Every court and government holds the monopoly over its information and must make it available to the public. CanLII is a publisher, not a monopoly or “incumbent”, and it generally acquires the information in the same manner as is available to any member of the public. However, through 13 years (from concept to today) and over $20M of investment from Canadian law societies through the Federation of Law Societies of Canada, it has built up a solid lead and in the “free access to law” business and its central position may now be having a negative effect on innovation in legal information.

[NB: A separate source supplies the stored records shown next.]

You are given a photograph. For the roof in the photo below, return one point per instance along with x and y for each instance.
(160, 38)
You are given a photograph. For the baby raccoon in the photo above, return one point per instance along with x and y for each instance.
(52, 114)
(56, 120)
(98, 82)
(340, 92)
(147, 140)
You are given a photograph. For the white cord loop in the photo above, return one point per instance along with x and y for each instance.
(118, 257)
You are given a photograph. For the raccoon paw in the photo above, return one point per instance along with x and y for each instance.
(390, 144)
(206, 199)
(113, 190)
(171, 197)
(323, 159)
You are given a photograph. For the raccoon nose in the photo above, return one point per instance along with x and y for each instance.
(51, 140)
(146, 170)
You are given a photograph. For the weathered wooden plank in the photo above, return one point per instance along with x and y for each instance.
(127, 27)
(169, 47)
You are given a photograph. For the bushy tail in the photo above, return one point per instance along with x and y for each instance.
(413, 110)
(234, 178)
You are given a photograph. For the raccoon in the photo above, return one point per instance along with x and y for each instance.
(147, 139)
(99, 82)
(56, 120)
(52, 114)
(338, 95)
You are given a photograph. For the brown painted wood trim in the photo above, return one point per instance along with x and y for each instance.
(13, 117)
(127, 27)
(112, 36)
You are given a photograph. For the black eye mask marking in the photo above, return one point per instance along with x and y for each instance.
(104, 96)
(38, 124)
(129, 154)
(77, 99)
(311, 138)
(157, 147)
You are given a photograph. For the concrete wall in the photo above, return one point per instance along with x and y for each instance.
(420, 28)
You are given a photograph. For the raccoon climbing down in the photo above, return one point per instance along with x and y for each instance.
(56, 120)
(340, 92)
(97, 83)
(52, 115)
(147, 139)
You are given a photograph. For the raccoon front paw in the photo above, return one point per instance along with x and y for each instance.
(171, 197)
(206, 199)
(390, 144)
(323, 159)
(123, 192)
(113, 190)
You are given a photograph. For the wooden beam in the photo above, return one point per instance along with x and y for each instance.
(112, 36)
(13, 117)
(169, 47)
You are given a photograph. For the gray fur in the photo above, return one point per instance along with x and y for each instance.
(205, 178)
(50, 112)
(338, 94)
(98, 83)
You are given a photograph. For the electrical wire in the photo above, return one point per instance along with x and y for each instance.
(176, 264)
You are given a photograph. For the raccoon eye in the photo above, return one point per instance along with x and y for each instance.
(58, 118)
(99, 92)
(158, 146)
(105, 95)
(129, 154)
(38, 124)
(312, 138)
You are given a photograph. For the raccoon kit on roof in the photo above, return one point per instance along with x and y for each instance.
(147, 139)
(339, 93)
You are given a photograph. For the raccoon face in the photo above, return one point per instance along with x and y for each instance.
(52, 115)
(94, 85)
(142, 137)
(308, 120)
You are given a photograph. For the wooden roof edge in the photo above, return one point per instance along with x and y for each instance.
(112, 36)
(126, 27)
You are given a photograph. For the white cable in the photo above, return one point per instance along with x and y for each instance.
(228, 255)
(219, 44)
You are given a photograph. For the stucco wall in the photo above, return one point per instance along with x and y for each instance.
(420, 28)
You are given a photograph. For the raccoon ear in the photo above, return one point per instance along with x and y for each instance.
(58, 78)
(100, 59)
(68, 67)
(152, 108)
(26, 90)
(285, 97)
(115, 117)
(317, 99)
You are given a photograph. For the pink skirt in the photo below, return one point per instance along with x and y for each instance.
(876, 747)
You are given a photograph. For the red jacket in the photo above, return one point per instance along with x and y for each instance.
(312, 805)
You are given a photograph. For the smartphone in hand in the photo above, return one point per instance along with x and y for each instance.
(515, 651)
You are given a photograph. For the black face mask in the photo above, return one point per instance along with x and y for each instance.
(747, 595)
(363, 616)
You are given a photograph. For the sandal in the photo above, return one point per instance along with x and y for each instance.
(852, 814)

Like unbundling the pieces of a phone company network, there is a need to unbundle CanLII’s data if the full potential of innovation in legal information is to be realized.

Introducing “developer.CanLII.org”

Simon blogged about this last month, but we are now taking the wrapper off our new tool to enable anyone to start building apps and services that make use of CanLII’s case and legislative metadata.

You may not personally choose to read case law structured like this:

{
“databaseId”: “csc-scc”,
“caseId”: “2013scc15″,
“url”: “http://canlii.ca/t/fwhz1″,
“title”: “R. v. Pham”,
“citation”: “2013 SCC 15 (CanLII)”,
“language”: “en”,
“docketNumber”: “34897”,
“decisionDate”: “2013-03-14″
}

But your computer is quite happy to do so, and to read, sift and organize thousands of similar data points in order to build something that queries and delivers precisely what the user needs while dozens, hundreds or more steps churn rapidly and silently in the background.

What will you do with this information? How will you mix it with other information?

CanLII is building a few, small-scale applications to get things going, but the point of unbundling access is to provide the tools to those that see opportunities for innovation, not to dictate how you should innovate.

Free law is still free, but at a price

CanLII’s first phase of tools enable a scope of access that is defined by both our resources and by the limitations places on us by some courts and governments. Developing the tools required a commercial agreement between CanLII and Lexum Inc., CanLII’s technology supplier, and so our ability to expand the range of what is available is naturally influenced by our ability to pay for the necessary development. Similarly, our ability to expand your insight into our data and the permitted uses of what you see is directly connected to the freedoms we acquire from courts and governments to permit that insight and those uses.

We will get there, but in the meantime and to ensure that free law remains free, there will always be a scope of access available to all at no charge.

“ReInvent Law” ain’t got nothing on Canada

If you have been paying attention to the amazing work being done by the people behind ReInvent Law, you know that law=data and law+tech+design+deliveryTM is the equation that defines the future of legal information, legal education and the use of technology to increase access to legal services and to justice.

The developer tools and unbundled access to CanLII data are only pieces of the puzzle, but they are pieces generally unavailable anywhere else. To the best of my knowledge, in no other country can you access national and subnational metadata to all current court and legislative information for free from a single supplier.

Now that you can, what will you do with it?